Qu’au début des années 50 (époque furieusement rétrograde), un cinéaste offre aux spectateurs le portrait d’une femme qui sacrifie son amour pour affirmer son individualité à travers sa profession ; voilà qui a de quoi surprendre. Mais Grémillon ne s’avance jamais sur le versant « sociologique » que pourrait éventuellement appeler le film (ce n’est pas Cayatte) : il préfère se consacrer aux états d’âme de personnages qu’il peaufine d’un superbe coup de crayon (de caméra serait plus juste).
L’amant éconduit pourrait, par exemple, être un gros macho caricatural ne désirant que s’accaparer une femme et la mettre à sa botte. Rien de ça ici : l’homme reste sans doute prisonnier de certains préjugés ancestraux (la femme doit rester à la maison et s’occuper de ses enfants) mais il est traité avec délicatesse et sans caricature ; le cinéaste prenant soin de le montrer plutôt démuni face à la détermination de cette femme et même effondré car son amour est absolument sincère (entre parenthèse, le personnage est très beau mais l’acteur italien qui l’incarne est un brin insipide).
De la même manière, Grémillon ne jacasse pas bêtement pour mettre toutes les femmes au turbin (je crois à l’émancipation par le travail à peu près autant qu’à celle promise aux prisonniers qui cassent des cailloux dans les bagnes !). Là encore, il s’intéresse à une individualité qui a décidé de mettre son savoir et son talent au service de la communauté et de soigner son prochain. Si on examine dans le détail la manière dont il peint ce personnage, on réalise à quel point la subtilité est de mise. Micheline Presle n’est ni une sainte qui vient apporter généreusement son aide aux ploucs bretons (jamais il n’est question de sauver « gratuitement » la petite fille comme le font remarquer sarcastiquement certains autochtones), ni même quelqu’un qui cherche à se distinguer de la petite communauté qui l’entoure mais une femme ordinaire qui a juste ce « petit truc » en plus qui en fait une magnifique héroïne du cinématographe.
Si l’on excepte les deux enfants, les personnages parlent « juste » chez Grémillon, on n’entend jamais le phrasé « Comédie-Française » qui m’irrite tant dans le cinéma franchouillaud des années 50. Le cinéaste est un « impressionniste » qui filme par petites touches une communauté vivante (les scènes de groupe, que ce soit au bistrot avec le bedeau en mal d’alcool ou celle de l’enterrement, sont très réussies) et peaufine avec beaucoup de tact ses personnages.

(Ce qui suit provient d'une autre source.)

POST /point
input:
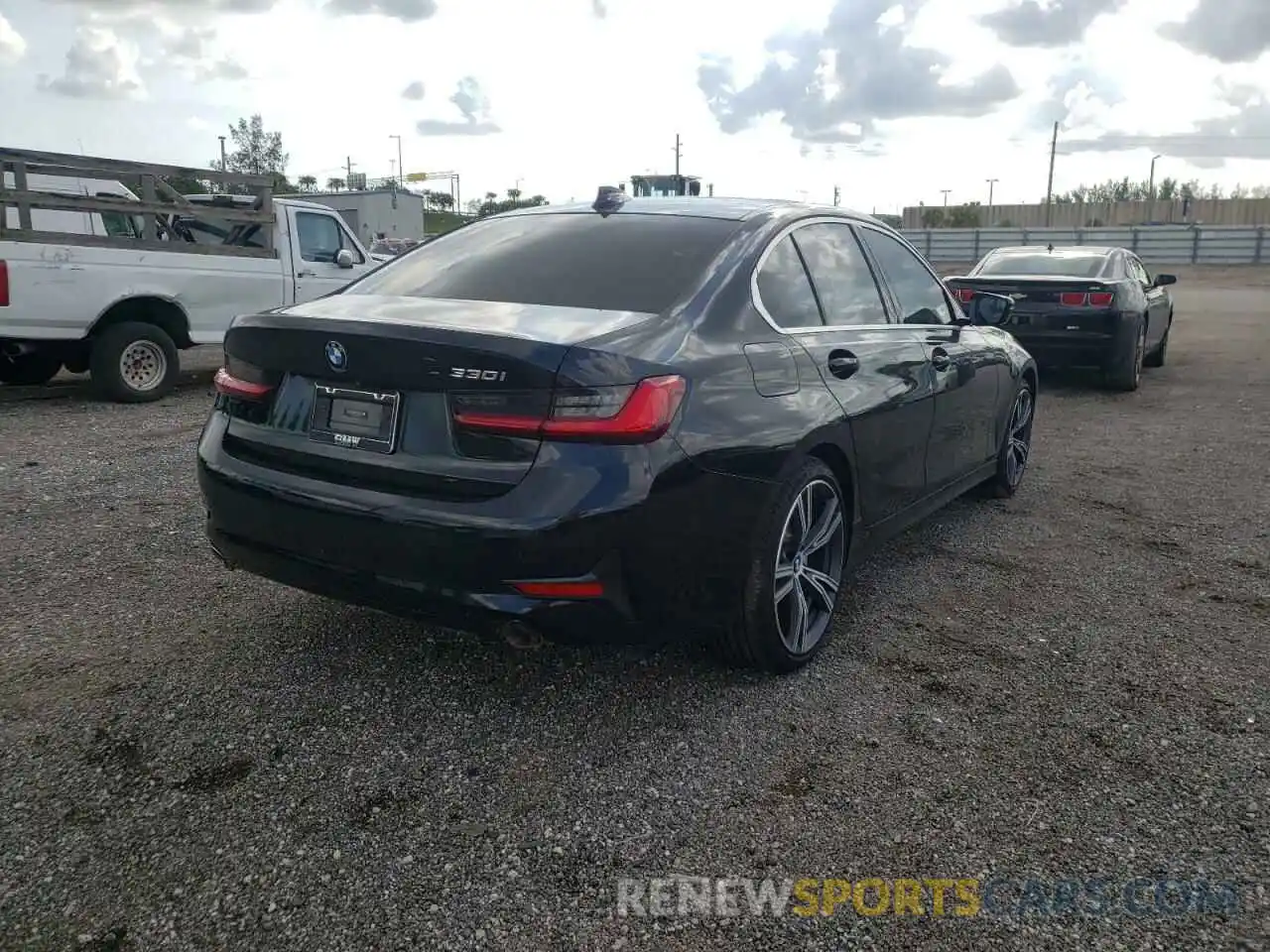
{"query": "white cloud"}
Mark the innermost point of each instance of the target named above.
(99, 64)
(563, 96)
(12, 45)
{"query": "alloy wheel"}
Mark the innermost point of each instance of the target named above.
(143, 366)
(810, 566)
(1019, 438)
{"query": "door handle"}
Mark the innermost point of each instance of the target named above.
(843, 363)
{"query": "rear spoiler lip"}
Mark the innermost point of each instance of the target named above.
(1026, 280)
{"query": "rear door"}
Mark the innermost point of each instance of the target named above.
(874, 368)
(968, 366)
(1157, 301)
(317, 239)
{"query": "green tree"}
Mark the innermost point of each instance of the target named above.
(257, 151)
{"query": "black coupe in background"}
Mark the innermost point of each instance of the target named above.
(681, 416)
(1080, 306)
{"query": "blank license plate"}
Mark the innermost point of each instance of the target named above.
(358, 419)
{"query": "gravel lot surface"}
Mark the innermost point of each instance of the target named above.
(1074, 683)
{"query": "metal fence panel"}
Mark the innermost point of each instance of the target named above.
(1165, 244)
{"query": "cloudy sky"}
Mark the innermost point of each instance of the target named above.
(892, 102)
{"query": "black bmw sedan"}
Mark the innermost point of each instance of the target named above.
(680, 416)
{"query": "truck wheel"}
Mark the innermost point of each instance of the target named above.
(30, 370)
(134, 363)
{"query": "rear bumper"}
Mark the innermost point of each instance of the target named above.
(1075, 348)
(668, 551)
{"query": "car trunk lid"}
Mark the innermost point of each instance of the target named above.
(366, 390)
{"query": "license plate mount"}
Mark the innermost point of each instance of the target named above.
(354, 419)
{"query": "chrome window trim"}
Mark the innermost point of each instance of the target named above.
(757, 298)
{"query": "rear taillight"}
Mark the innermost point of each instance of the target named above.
(561, 589)
(227, 385)
(629, 414)
(1079, 298)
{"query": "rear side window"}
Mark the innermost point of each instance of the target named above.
(920, 296)
(785, 290)
(841, 275)
(626, 262)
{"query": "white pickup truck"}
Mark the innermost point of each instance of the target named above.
(121, 299)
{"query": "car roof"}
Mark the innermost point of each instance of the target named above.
(703, 207)
(1066, 250)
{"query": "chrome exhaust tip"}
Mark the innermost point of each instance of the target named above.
(521, 636)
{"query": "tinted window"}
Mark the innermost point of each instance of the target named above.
(318, 236)
(626, 262)
(920, 296)
(848, 294)
(1060, 266)
(785, 290)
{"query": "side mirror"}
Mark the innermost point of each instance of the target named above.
(992, 309)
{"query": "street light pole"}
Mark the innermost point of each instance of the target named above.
(400, 168)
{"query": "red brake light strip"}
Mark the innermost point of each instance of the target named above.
(239, 389)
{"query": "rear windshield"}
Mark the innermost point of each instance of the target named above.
(622, 263)
(1060, 266)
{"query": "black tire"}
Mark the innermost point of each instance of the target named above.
(1124, 370)
(1015, 444)
(30, 370)
(155, 365)
(1156, 358)
(758, 640)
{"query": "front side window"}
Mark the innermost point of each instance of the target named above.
(917, 293)
(318, 236)
(841, 275)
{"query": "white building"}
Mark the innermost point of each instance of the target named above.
(373, 212)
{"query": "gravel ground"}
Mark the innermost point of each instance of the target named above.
(1069, 684)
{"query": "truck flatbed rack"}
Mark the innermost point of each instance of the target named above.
(160, 207)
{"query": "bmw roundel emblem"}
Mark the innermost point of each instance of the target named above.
(335, 356)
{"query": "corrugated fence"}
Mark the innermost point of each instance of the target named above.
(1159, 244)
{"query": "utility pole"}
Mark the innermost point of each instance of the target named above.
(1049, 188)
(1151, 186)
(400, 167)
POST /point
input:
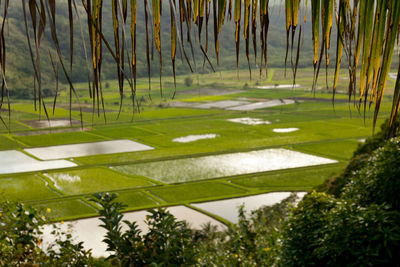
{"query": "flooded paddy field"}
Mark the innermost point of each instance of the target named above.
(189, 169)
(226, 142)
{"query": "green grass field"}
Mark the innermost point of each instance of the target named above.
(323, 131)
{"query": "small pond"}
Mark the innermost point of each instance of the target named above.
(249, 121)
(13, 161)
(260, 105)
(189, 169)
(228, 209)
(89, 231)
(87, 149)
(285, 130)
(52, 123)
(280, 86)
(222, 104)
(192, 138)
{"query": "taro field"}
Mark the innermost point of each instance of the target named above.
(213, 139)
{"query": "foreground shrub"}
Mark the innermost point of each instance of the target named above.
(324, 231)
(20, 243)
(334, 185)
(168, 242)
(379, 180)
(254, 241)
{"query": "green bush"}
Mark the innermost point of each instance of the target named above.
(168, 241)
(334, 185)
(254, 241)
(378, 181)
(188, 81)
(20, 243)
(324, 231)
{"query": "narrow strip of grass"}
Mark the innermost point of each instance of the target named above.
(91, 180)
(65, 209)
(195, 191)
(25, 188)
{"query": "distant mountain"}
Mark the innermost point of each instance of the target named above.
(20, 72)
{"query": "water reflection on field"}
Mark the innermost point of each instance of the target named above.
(86, 149)
(13, 161)
(189, 169)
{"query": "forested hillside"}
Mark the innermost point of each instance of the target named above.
(19, 64)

Voyez le magnifique personnage qu’incarne Gaby Morlay, institutrice prête à prendre sa retraite et qui repense aux générations d’enfants pour qui elle a sacrifié famille et amour. Rien n’est écrit dans le marbre chez Grémillon et s’il montre avec empathie une femme qui veut pouvoir travailler, il n’en fait pas non plus une panacée et montre que cela peut conduire à la solitude la plus terrible.
D’une manière plus générale, le film est hanté par la terreur de la solitude, de la vieillesse et de se retrouver seul quand viendra le dernier soupir. Là encore, rien de pesant dans l’atmosphère d’un film qui sait mêler une certaine joie de vivre à une vraie mélancolie.
Et si la fin s’inscrit dans la tradition d’un certain mélodrame, elle reste ouverte à l’espoir.
Et c’est ce qui touche le plus dans cette œuvre pudique et profonde, subtile et tout simplement humaine…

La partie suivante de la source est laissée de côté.